News 28.05.2015, 09:11 Uhr

Suggested Tiles: Mozilla hofft auf neue Einnahmequelle

Mit einem neuen Werbe-Feature analysiert auch der Firefox-Hersteller schon bald unsere Surf-Verläufe. Doch warum «braucht» Mozilla auf einmal eine neue Einnahmequelle?
Wer ab Juni mit dem Firefox surft, könnte nach dem Besuch einer Hardware-Seite zu einem späteren Zeitpunkt wieder auf die Seite aufmerksam gemacht werden. Mit dem Firefox 39 führt die Mozilla Corporation sogenannte «Suggested Tiles» ein. In den noch leeren, geöffneten Tabs wird der Anwender personalisierte Webseiten-Vorschläge in Form von kleinen Kacheln zu sehen bekommen. Die vorgeschlagenen Webseiten basieren auf den persönlichen Surfgewohnheiten. Der Browser-Hersteller verspricht jedoch, keine persönlichen Daten seiner Nutzer zu sammeln. Die Kacheln entstünden auf Basis des Browser-Verlaufs (ohne Cookies). Ein manuelles Opt-Out von den vorgeschlagenen Kacheln soll jedoch mit zwei Klicks möglich sein. 

Opt-Out möglich

«Die Suggested Tiles repräsentieren für uns einen wichtigen Schritt, um den Ruf im Digital Advertising zu verbessern», schreibt Darren Herman, der Vice President von Mozilla im Unternehmens-Blog.
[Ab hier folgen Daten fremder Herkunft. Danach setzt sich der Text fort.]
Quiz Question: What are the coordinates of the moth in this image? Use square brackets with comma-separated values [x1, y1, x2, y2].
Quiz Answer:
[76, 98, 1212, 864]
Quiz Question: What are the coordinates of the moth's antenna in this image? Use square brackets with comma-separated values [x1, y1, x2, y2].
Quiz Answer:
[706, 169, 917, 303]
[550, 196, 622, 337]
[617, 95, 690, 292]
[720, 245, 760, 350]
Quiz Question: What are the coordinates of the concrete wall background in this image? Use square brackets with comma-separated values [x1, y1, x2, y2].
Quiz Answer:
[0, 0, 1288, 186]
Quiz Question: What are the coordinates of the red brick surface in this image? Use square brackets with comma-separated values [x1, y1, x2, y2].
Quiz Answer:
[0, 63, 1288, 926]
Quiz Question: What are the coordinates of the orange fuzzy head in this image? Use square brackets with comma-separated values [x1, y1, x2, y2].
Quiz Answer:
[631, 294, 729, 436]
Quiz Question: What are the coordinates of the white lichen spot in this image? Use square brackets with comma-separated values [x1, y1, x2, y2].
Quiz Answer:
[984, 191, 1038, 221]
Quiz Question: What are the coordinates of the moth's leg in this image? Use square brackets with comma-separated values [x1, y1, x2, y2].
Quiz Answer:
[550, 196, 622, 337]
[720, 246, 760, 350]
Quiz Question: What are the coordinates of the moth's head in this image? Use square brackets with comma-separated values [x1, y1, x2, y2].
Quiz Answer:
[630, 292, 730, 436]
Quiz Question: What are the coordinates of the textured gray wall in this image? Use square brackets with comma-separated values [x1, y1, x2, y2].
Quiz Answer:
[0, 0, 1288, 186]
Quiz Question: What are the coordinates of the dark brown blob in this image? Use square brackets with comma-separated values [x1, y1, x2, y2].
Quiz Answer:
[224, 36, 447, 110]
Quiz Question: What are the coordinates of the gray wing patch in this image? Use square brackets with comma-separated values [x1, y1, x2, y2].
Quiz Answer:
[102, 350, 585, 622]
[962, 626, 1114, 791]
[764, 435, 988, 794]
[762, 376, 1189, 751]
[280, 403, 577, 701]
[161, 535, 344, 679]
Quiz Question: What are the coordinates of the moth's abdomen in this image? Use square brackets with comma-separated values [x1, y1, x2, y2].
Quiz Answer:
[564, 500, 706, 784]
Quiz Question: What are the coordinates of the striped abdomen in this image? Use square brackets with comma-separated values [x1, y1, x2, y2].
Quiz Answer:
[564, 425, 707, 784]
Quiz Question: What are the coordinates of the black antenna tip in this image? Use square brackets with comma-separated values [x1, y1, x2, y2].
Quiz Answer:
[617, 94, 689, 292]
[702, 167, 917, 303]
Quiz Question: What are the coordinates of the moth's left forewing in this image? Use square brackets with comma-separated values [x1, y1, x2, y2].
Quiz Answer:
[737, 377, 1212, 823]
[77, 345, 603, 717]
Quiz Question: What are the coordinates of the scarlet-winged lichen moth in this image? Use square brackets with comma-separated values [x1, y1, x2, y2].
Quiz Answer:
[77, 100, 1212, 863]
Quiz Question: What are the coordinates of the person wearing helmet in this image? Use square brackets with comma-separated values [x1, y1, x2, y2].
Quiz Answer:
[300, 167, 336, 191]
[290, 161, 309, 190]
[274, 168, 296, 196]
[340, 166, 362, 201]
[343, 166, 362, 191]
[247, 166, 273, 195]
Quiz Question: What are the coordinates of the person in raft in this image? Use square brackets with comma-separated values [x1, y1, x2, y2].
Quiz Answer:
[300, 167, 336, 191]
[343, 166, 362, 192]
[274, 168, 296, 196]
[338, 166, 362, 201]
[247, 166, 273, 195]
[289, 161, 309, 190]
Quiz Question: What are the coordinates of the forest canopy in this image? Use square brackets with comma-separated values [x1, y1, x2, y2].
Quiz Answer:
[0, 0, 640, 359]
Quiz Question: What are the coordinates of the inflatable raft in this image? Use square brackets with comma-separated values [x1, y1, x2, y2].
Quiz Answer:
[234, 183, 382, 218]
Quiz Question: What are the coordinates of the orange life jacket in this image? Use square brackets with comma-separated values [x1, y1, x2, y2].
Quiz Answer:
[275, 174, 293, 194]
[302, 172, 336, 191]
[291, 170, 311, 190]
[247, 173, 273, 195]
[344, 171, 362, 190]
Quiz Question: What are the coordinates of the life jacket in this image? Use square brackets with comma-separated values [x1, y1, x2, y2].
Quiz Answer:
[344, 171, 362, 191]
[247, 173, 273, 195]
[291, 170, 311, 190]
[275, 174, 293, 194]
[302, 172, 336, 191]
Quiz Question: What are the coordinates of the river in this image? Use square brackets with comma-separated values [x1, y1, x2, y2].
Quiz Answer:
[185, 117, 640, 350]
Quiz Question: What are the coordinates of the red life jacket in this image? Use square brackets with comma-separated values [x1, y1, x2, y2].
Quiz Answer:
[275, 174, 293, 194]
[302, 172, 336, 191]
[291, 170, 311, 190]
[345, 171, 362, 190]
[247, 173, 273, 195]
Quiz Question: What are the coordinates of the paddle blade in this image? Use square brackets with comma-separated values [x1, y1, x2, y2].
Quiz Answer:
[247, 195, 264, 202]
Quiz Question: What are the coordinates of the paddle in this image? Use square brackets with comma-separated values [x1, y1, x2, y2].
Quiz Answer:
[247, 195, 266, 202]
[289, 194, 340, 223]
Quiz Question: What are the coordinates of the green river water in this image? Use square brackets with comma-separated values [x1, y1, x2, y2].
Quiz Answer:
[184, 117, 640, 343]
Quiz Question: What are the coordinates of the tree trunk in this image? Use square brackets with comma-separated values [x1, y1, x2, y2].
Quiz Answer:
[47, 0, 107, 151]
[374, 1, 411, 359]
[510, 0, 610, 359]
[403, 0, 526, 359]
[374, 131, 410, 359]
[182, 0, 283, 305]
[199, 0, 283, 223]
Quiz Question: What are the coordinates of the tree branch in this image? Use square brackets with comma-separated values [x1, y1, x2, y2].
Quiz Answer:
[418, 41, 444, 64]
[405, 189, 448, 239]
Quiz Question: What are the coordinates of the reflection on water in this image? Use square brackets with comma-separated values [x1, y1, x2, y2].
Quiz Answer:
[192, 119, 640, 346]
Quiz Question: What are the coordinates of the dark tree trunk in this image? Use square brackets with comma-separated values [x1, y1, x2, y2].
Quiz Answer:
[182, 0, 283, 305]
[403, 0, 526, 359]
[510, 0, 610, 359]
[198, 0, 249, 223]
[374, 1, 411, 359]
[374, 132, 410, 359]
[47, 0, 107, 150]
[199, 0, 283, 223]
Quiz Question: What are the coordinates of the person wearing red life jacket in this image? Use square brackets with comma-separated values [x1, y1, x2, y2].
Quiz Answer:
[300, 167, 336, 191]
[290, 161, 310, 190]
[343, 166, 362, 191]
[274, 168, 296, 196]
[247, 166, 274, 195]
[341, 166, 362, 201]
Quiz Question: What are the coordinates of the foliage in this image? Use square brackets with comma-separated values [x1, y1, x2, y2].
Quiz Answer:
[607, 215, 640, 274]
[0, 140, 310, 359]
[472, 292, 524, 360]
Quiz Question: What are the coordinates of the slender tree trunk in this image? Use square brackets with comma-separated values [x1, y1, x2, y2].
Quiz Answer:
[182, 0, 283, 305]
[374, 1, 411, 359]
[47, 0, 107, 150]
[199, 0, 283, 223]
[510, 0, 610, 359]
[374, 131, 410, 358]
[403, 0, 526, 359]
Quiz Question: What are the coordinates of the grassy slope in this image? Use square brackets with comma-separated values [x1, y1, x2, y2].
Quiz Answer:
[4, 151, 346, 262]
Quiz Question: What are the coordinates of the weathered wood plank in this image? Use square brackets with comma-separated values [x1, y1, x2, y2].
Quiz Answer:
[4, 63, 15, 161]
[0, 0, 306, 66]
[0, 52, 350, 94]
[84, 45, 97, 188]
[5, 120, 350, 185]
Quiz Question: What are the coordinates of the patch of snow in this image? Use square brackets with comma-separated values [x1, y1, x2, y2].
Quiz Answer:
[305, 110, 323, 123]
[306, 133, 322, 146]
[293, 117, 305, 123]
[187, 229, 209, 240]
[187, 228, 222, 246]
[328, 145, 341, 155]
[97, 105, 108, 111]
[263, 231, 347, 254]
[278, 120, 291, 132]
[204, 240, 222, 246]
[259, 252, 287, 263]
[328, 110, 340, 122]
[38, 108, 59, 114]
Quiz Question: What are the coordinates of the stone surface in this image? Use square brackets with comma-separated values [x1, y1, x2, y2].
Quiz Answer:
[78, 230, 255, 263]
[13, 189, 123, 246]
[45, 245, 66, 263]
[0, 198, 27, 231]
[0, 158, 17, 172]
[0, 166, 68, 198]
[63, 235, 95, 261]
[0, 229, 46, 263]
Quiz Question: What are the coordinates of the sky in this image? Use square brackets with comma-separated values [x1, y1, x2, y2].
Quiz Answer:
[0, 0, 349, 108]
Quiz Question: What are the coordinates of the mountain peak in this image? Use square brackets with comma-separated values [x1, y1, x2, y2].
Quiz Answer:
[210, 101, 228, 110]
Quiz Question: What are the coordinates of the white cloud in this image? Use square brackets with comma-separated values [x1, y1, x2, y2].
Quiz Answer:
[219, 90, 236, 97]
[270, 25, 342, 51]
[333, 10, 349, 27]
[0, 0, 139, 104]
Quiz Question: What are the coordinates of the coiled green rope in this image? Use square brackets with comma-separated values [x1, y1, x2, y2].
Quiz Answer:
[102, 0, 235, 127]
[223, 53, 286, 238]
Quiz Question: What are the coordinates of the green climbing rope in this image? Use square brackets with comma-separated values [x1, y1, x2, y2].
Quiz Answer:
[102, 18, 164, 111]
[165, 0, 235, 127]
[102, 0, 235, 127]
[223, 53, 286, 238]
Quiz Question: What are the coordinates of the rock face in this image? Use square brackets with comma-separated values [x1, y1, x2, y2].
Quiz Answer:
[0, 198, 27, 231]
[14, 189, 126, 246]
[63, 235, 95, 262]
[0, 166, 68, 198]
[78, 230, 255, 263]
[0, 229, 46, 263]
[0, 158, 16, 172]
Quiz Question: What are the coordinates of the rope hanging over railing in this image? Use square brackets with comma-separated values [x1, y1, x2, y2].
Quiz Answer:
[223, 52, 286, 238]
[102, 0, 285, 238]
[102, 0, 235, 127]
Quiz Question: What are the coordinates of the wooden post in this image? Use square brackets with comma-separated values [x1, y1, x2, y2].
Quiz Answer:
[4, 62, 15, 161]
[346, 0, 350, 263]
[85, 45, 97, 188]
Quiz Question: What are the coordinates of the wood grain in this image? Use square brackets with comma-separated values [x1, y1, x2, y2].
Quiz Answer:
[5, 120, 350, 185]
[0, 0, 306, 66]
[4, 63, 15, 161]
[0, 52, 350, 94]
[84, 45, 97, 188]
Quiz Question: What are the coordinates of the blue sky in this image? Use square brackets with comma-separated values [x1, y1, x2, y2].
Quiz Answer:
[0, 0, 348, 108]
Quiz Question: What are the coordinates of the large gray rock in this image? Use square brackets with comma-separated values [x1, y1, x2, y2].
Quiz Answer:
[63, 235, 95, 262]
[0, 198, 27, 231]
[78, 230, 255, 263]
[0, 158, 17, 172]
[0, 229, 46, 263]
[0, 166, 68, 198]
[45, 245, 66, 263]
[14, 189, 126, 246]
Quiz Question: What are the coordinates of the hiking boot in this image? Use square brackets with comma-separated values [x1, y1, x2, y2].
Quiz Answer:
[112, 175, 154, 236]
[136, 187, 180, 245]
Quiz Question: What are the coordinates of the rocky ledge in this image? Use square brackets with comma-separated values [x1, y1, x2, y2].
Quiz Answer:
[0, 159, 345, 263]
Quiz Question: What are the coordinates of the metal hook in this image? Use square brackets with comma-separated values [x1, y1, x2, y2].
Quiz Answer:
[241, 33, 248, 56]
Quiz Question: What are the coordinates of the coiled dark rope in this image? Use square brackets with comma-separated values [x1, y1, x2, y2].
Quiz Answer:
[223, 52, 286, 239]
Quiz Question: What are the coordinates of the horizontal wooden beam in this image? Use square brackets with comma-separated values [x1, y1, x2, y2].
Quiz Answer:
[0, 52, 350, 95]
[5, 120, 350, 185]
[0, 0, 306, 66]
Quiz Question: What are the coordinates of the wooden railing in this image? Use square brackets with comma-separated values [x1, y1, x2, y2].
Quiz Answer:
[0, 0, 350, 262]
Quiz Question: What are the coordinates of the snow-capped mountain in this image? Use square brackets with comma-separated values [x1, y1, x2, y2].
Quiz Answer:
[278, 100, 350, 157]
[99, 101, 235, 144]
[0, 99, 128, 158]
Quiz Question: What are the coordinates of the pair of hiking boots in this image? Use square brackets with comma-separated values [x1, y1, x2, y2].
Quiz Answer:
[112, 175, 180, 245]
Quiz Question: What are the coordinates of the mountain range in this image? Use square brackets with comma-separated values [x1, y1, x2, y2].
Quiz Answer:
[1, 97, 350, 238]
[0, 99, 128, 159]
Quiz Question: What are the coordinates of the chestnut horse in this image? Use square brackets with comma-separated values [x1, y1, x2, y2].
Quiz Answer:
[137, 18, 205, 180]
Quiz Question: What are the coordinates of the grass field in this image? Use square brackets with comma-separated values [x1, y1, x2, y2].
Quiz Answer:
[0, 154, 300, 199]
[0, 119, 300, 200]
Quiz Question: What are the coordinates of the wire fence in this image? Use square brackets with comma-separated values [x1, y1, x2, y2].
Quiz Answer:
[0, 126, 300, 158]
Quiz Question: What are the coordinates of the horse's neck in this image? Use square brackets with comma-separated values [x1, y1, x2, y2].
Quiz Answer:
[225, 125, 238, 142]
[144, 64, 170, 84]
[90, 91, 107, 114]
Komplexe Opt-Out-Prozesse und kaum lesbare Endnutzerbestimmungen würden zusätzlich dazu führen, dass viele Nutzer einfach jegliche Werbung abblocken. Diese Situation sei sowohl für den Anwender als auch für die Werbewirtschaft nicht förderlich und zudem «schlecht fürs Web», argumentiert die Mozilla Corporation im Blogpost. 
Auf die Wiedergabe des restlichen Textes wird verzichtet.